The greatest gift a parent can give a child, Linda, is the ability to become independently happy.
And the greatest gift a child can give a parent is exercising that ability.
Happily,
The Universe
You gotta love the Universe, so wise. We are on the home stretch here in the Rhia goes to School sweepstakes. Did the shopping, started packing, spent her gift cards (that she needs to mail the thank you notes for, errrghhhh!) You know how you anticipate something for a really long time and then you just get to a point where you just want to get on with it? It's time to move on. I know she feels it. I know I feel it. It's weird. I guess this is maturity where you know things are gonna be tough occasionally but you know they are going to be great occasionally too.
Acceptance. And maybe a bit of excitement. I'm gonna have a kid go to college! (2 kids actually) No one in my family has ever gone to college. My mom didn't go past the 8th grade, my dad the 9th. They come from very poor folk, they had to work and help support their families, there was no time for school. My mom ironed clothes and worked at People's Drug Store, my dad became a welder and eventually became a builder with his own business. We are blue collar people. My brothers are both construction and HVAC workers. I am of course, a no collar worker. Rhia is the first of my side of the family to actually go away to college and have the whole dorm, well rounded education thing. This is amazing if you think about it.

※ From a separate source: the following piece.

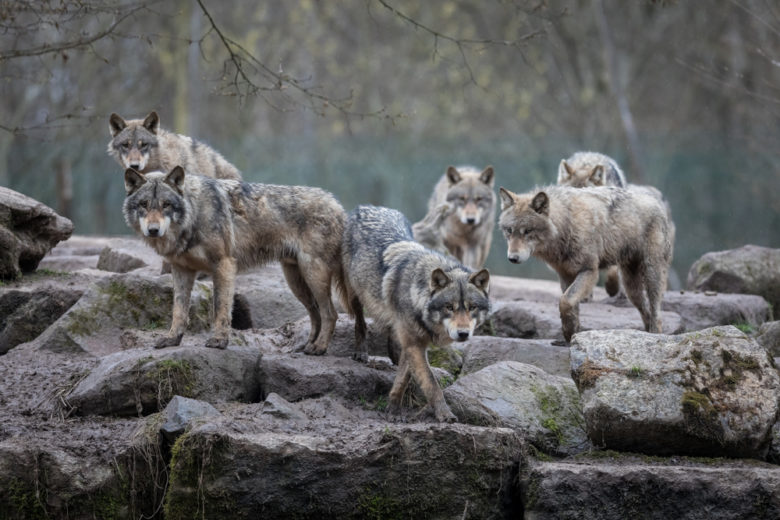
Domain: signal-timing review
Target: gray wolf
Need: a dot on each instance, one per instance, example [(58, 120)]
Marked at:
[(422, 296), (590, 169), (468, 231), (220, 226), (142, 145), (576, 231)]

Barry's family has all been to college and are very wealthy as a result. Doctors, teachers, scientists... To them this is an inevitability. To my family (and me) it is a jaw dropping fantasy. I'm so proud of her. I am so amazed at her perseverance and tenacity in knowing what was (is) best for her and insisting on it. She has a gift of knowing the right thing to do even when everyone, including her parents, are telling her to do something else.
Both of my kids are blessings to this poor ole uneducated yoga teacher. They have the best of both worlds... book learnin' and street smarts or should I say 'heart smarts'? I have always been able to trust that they know the right things even when I don't agree with them. And Thank God, I learned that lesson so early and let them go with their own guts.
When I was 16 I found this poem and it became my blueprint for how I would raise my kids. I pass it on now...
On Children
~Kahlil Gibran
Your children are not your children.
They are the sons and daughters of Life's longing for itself.
They come through you but not from you,
And though they are with you yet they belong not to you.
You may give them your love but not your thoughts,
For they have their own thoughts.
You may house their bodies but not their souls,
For their souls dwell in the house of tomorrow,
which you cannot visit,
not even in your dreams.
You may strive to be like them,
but seek not to make them like you.
For life goes not backward nor tarries with yesterday.
You are the bows from which your children
as living arrows are sent forth.
The archer sees the mark upon the path of the infinite,
and He bends you with His might that His arrows may go swift and far.
Let our bending in the archer's hand be for gladness;
For even as He loves the arrow that flies,
so He loves also the bow that is stable.
2 comments:
Blessings on you my friend as you watch your children become whatever it is that God has planned for them.
Beautiful.
And kuddos to you for raising a smart wise child. I will be sending good wishes you family's way.